After the withdrawal, samples of Peginesatide were tested with better particle measuring instruments, and samples with the new formulation containing preservatives were very high in particles compared to the samples in the original formulation.

As a side note, gene therapy companies are complaining about the high cost of analytical ultracentrifuge (AUC) instruments. But AUC instruments are critical in detecting gene therapy vector aggregates and particles. Nothing else works quite as well. An AUC costs $500,000. But a single course of treatment of one of the new gene therapies cost $3,000,000 for one patient. 3 million for one patient. But the poor company can’t afford half a million to buy an instrument that might save a patient’s life by detecting immunogenic particles?

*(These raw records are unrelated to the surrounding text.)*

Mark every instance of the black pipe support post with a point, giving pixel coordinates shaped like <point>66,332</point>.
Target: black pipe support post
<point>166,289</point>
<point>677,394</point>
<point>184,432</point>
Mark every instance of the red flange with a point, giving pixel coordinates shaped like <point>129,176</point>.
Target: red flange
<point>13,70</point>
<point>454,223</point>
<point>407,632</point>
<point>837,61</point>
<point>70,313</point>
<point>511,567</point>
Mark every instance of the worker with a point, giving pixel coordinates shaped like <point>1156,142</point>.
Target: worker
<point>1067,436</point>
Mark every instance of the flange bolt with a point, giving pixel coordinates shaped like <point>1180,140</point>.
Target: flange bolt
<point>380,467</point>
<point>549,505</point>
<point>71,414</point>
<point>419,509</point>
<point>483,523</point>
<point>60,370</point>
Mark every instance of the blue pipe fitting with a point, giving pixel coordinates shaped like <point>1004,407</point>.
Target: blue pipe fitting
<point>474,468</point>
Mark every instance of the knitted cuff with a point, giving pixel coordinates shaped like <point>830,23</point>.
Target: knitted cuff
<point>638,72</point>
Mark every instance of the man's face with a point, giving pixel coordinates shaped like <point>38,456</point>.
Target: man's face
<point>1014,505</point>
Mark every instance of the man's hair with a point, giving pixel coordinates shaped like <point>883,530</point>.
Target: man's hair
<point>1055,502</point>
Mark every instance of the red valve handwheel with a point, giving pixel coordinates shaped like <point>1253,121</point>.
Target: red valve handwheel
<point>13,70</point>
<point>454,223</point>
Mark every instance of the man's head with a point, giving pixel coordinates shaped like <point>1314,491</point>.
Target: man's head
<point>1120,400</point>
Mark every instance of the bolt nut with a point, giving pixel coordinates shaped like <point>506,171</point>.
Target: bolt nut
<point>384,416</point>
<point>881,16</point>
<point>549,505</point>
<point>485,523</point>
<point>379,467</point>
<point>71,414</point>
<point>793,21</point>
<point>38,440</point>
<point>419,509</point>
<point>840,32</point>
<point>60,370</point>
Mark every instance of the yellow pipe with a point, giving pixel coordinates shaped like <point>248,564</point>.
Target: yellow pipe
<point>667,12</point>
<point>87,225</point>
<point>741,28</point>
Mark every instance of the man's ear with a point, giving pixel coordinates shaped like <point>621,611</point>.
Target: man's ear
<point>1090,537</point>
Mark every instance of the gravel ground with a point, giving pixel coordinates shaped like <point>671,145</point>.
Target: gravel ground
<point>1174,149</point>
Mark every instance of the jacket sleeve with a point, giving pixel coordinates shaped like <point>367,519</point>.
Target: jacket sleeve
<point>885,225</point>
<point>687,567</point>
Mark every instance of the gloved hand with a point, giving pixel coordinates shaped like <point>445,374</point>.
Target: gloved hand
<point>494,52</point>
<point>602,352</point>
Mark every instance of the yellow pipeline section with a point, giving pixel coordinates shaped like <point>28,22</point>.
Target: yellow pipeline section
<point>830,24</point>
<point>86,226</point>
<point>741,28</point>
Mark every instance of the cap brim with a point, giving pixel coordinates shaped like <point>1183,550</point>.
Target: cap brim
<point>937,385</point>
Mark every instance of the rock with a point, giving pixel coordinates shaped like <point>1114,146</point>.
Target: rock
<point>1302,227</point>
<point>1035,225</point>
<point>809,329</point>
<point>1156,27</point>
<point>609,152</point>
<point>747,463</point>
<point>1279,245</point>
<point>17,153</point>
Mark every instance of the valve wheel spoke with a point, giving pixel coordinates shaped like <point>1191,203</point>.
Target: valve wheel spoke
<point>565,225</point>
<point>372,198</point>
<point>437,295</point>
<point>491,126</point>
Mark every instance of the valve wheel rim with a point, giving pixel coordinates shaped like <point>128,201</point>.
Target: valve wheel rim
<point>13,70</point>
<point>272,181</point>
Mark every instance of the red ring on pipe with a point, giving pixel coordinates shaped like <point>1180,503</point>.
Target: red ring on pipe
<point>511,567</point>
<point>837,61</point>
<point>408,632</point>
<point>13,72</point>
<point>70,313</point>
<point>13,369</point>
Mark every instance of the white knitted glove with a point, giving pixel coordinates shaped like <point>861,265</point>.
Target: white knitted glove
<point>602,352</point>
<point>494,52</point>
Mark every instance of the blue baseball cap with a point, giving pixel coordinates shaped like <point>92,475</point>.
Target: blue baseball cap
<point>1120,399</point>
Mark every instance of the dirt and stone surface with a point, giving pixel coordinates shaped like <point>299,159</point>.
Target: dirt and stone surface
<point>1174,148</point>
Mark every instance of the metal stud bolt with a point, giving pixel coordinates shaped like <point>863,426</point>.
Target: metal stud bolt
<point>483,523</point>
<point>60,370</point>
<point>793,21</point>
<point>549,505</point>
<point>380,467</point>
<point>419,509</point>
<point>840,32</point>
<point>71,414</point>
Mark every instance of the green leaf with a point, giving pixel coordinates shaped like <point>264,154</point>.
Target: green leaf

Individually, the scientists at Takeda, even the ones who worked on Peginesatide, are probably smart people: some with PhD’s. It is the company culture that causes them to do really stupid things. Money first, not science. Managers who are clueless about science. Workers who know better but fear for their jobs if they ever criticize the company. And the moral corruption caused by the company constantly pressuring middle managers to lie, to meet deadlines by cutting corners, to never even hint in speech, email, or writing that the current drug product might not be safe.

“For the love of money is the root of all evil.” (I Timothy 6:10)

More particularly, the love of money is the root of infinite human stupidity.